The group, owned since 2021 by US private equity firm Clayton, Dubilier & Rice, said on Thursday its like-for-like sales, excluding fuel and VAT sales tax, rose 0.1% in the 13 weeks to Jan. 29, its fiscal first quarter.
It said total revenue was up 3.4% to £4.71 billion (€5.3 billion).
'Market Share Has Stabilised'
"Our market share has stabilised, our inflation rate is below our peers, and Morrisons' traditional competitiveness, colour and dynamism is steadily returning to every part of the business," said CEO David Potts.

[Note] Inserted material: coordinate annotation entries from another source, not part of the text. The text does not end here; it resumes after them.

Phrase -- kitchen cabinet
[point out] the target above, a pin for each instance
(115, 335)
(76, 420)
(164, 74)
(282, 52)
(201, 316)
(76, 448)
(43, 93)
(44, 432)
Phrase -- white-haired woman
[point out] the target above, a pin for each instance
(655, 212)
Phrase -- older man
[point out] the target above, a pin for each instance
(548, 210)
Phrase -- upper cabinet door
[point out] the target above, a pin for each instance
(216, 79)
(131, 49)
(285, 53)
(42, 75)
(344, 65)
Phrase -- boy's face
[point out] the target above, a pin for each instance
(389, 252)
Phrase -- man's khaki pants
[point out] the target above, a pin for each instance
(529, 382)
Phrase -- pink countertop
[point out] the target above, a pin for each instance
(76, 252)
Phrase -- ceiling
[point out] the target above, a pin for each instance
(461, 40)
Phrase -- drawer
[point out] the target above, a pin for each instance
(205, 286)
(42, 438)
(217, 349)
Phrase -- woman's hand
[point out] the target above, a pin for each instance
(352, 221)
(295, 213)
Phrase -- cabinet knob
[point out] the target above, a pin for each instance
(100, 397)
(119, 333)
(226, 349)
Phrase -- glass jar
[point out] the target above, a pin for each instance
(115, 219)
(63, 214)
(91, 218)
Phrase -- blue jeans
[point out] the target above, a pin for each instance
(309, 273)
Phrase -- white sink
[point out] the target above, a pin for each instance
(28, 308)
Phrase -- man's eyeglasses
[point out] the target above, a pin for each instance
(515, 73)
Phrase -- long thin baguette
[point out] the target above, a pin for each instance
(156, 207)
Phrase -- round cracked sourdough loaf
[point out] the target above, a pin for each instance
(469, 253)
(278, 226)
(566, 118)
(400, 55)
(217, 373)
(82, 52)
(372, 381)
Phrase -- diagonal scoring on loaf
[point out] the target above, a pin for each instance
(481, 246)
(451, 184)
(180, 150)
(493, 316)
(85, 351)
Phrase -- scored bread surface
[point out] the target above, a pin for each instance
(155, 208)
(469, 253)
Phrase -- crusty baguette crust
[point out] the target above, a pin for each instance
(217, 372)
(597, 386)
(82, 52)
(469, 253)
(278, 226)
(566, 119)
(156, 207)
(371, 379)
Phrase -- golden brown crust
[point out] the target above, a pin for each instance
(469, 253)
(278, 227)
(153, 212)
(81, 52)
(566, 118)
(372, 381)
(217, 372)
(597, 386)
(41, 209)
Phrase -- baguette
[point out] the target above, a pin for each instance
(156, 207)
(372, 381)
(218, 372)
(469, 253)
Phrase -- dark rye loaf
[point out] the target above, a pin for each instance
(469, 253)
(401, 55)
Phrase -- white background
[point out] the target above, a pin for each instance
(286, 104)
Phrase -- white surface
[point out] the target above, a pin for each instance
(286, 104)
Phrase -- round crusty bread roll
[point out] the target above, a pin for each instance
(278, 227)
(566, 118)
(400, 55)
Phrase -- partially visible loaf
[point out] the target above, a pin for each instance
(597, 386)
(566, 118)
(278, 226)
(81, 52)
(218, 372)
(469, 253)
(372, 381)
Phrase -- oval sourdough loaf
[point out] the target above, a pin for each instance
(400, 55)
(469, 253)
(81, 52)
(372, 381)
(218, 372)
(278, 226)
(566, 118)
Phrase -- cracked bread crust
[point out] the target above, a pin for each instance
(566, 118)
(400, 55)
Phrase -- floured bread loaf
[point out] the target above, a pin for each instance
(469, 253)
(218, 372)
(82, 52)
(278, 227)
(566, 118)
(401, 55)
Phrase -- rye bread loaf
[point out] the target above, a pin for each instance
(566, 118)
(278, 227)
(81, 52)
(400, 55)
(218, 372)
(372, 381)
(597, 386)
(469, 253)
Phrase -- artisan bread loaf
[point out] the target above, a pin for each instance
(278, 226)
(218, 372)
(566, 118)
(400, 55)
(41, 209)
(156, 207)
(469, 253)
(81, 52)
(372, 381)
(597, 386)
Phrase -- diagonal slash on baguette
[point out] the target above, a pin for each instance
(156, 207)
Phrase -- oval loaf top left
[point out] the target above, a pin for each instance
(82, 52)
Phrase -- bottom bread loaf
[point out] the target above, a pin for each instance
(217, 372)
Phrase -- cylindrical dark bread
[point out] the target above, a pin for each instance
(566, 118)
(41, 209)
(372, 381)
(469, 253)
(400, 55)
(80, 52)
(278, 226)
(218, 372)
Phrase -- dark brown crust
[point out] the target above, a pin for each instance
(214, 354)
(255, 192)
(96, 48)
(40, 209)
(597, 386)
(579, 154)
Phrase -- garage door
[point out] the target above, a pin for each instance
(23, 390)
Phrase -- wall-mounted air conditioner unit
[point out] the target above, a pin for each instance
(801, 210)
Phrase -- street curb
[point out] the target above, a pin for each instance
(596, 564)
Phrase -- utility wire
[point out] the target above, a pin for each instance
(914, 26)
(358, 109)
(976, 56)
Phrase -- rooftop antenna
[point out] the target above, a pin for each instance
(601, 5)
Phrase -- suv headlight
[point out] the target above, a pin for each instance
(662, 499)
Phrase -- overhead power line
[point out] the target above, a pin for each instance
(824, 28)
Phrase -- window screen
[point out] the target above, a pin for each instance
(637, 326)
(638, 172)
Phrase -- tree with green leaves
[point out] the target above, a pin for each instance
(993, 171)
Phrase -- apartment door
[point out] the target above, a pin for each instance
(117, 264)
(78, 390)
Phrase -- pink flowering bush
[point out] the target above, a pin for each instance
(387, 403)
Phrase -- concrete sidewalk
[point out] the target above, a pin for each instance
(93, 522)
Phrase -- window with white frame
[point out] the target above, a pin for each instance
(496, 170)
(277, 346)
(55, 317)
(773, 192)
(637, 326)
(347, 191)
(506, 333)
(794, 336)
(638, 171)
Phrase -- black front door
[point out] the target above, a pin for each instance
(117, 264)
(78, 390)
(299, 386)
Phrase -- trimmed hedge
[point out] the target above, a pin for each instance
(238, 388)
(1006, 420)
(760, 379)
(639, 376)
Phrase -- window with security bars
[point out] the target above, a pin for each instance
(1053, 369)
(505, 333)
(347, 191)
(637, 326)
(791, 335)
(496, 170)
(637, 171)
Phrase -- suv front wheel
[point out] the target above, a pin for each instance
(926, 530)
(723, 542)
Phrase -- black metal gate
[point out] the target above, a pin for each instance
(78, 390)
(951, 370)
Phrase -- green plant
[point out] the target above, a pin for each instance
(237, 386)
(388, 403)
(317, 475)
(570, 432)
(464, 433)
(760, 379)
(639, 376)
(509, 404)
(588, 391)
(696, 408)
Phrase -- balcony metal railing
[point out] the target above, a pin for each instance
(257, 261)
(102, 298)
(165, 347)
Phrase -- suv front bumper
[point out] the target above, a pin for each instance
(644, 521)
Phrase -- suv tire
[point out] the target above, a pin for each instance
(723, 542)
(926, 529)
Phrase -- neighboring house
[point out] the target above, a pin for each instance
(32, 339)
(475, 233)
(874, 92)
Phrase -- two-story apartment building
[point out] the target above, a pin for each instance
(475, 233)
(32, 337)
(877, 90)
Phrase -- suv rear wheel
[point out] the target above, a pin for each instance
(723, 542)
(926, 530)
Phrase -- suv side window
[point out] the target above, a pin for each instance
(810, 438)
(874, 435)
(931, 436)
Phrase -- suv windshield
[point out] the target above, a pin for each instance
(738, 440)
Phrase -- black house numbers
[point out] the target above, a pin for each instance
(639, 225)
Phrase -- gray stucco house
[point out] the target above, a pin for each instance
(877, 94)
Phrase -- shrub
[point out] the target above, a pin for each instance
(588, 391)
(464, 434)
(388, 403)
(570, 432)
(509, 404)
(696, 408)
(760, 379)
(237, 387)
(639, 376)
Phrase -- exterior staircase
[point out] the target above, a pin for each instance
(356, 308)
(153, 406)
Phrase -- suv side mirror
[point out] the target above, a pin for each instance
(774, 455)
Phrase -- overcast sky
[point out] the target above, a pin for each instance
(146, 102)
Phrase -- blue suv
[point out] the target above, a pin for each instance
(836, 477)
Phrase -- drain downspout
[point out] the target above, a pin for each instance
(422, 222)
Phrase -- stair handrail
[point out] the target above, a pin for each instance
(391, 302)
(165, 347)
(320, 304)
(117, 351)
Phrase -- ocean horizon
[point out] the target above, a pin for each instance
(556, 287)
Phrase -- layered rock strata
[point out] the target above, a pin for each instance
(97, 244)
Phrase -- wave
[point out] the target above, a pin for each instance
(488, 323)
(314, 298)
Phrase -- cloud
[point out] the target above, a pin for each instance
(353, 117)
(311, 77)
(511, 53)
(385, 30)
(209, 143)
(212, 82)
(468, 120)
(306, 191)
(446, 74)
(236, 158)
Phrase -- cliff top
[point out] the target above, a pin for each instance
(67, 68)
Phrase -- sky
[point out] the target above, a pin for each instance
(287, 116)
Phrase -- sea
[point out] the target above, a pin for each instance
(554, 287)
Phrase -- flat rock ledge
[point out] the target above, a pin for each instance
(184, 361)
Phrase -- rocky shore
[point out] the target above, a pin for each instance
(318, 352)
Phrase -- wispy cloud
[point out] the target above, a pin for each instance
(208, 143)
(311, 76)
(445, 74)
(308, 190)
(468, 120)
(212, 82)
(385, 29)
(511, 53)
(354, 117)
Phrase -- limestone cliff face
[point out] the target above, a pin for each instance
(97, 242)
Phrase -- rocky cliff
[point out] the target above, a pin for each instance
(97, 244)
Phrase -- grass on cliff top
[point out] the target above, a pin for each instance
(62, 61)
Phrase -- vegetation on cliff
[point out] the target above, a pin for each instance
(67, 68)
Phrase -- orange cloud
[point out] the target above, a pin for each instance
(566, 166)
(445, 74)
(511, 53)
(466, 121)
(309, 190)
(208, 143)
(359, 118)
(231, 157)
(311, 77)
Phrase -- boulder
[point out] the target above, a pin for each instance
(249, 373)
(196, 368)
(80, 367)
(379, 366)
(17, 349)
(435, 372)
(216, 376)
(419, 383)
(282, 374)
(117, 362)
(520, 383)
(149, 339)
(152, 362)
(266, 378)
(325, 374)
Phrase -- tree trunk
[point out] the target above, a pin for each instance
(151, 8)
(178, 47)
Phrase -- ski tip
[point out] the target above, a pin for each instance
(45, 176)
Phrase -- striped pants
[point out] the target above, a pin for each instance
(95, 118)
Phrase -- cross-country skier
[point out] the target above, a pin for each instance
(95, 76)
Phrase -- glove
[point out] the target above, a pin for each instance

He said the group was targeting £700 million (€793 million) of cost savings over the next three years, enabling it to further invest in its loyalty programme, grow its convenience store business and mitigate the cost headwinds it faces.
Competitive On Key Items
In January, Morrisons forecast a return to earnings growth this year as a push to keep a lid on prices started to win back cash-strapped shoppers.
At the time, Potts said the company's focus since October was on becoming more competitive on key items that had started to bear fruit, and further work on prices that would help it add customers this year.
That turnaround gave Potts confidence that earnings would grow this year, despite continued cost and inflationary headwinds.
'Meaningful Price Cuts'
"Since October we have executed a rolling programme of meaningful price cuts, price freezes and fuel promotions for our customers and our competitive position has considerably sharpened," he said.